This application is built as part of a spike to test how Camel consumes messages from Kafka topics.
The application consists of a single Camel route that consumes from a Kafka topic. It will write the message to a file. The main goal is to assess how error handling and offset management work.
The application is built as a WAR file that can be deployed to Tomcat.
The easiest way to start using the application is to use the command line.
Build the application and install the WAR in local maven repository
mvn clean install
Run the application on Tomcat
mvn tomcat7:run -Dmaven.tomcat.port=8083
Before starting the application, one should start Zookeeper and Kafka. There is a start up script that can be run from the Kafka main directory.
./startKafkaScript.sh
If you installed Kafka using HomeBrew the following commands can be used
brew services start zookeeper
brew services start kafka
Create a Kafka topic
bin/kafka-topics.sh --create
--replication-factor 1 --partitions 13
--topic TestLog
--zookeeper localhost:2181
Verify that the topic is created
bin/kafka-topics.sh --list --zookeeper localhost:2181
The easiest way to test the application is to use the Kafka producer script:
bin/kafka-console-producer.sh --broker-list localhost:9092 --topic TestLog
This allows simple messages to be published to a Kafka topic, in this case the messages are foobar
, test me
, and error 123
.
SLF4J: Class path contains multiple SLF4J bindings.
SLF4J: Found binding in [jar:file:/Volumes/dev/sw/kafka_2.11-1.0.0/libs/kafka-connect-cassandra-1.0.0-1.0.0-all.jar!/org/slf4j/impl/StaticLoggerBinder.class]

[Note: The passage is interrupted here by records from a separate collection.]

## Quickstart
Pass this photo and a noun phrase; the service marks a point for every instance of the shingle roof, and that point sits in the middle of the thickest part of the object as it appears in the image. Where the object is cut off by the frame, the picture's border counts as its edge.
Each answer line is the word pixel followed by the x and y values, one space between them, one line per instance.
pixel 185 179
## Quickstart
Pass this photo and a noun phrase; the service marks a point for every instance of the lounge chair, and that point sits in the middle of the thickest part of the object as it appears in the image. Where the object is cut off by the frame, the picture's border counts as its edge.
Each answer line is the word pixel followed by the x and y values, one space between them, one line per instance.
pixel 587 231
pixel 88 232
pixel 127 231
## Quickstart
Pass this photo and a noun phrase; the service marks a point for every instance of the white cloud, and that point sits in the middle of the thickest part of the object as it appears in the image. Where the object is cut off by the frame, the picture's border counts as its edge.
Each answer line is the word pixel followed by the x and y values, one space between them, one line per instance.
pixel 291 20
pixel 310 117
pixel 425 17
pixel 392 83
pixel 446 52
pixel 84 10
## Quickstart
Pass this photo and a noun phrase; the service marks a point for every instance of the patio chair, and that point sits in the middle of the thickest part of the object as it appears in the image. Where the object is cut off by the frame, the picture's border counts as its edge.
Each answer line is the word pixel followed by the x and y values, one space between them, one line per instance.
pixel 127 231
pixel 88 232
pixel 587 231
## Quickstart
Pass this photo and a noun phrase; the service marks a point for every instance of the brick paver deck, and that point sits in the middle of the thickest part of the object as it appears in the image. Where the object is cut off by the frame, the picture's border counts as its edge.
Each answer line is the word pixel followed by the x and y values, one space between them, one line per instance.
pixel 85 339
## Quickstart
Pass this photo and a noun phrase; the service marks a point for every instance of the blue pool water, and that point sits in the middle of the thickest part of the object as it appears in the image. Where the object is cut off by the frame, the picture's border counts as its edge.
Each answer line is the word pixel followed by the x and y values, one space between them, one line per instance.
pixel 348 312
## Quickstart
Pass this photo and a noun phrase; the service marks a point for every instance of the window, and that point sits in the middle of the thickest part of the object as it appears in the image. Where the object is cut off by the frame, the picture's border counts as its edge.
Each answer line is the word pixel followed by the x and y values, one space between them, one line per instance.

SLF4J: Found binding in [jar:file:/Volumes/dev/sw/kafka_2.11-1.0.0/libs/slf4j-log4j12-1.7.25.jar!/org/slf4j/impl/StaticLoggerBinder.class]
SLF4J: See http://www.slf4j.org/codes.html#multiple_bindings for an explanation.
SLF4J: Actual binding is of type [org.slf4j.impl.Log4jLoggerFactory]
>foobar
>test me
>error 123
If you want to pass a key on the message start the producer as follows:
bin/kafka-console-producer.sh --broker-list localhost:9092 --topic TestLog
--property "parse.key=true" --property "key.separator=:"
To verify how things are going for a consumer group, the following command can be run:
./bin/kafka-consumer-groups.sh --bootstrap-server localhost:9092 --group kafkaGroup --describe
The results will look something like this:
TOPIC | PARTITION | CURRENT-OFFSET | LOG-END-OFFSET | LAG | CONSUMER-ID |
---|---|---|---|---|---|
TestLog | 0 | 92 | 97 | 5 | consumer-1-f5f51ed6-c47a-4f2e-bd62-85d623379f86 |
If a message is causing a failure, the current configuration will not move past it until it is processed successfully. If a message needs to be skipped, one can manage that via the Kafka command line. The following command will set the current offset to 93. That will result in the application skipping the offending message at offset 92.
./bin/kafka-consumer-groups.sh --bootstrap-server localhost:9092 --group kafkaGroup --topic TestLog --reset-offsets --to-offset 93 --execute
There are two ways a consumer can set up messaging semantics:
- at most once
- at least once
With the following settings Camel will follow the "at most once" semantics.
autoCommitEnable
= trueautoCommitIntervalMs
= some small number (default is currently 5000)
After consuming one or more messages from a topic (via the KafkaConsumer poll()
method), the Camel route will start to process them. However, when the time specified by the autoCommitIntervalMs
has elapsed, Camel will automatically attempt to commit the latest offset from the last poll cycle. The committing of the offset would occur even if the messages were still being processed on the Camel route. If an error occurred (ie. the consumer crashed) before the processing of these messages completed they could be "lost". When the next poll cycle occurs, the offset would have moved forward and these messages would not be seen again.
Note: it is possible w/ a high interval setting that messages could be processed successfully and the offset not be committed. If an error occurred at this stage the messages would be reprocessed again (similar to "at least once" semantics).
To avoid "losing" messages a Camel route should be setup so that messages are processed using "at least once" semantics.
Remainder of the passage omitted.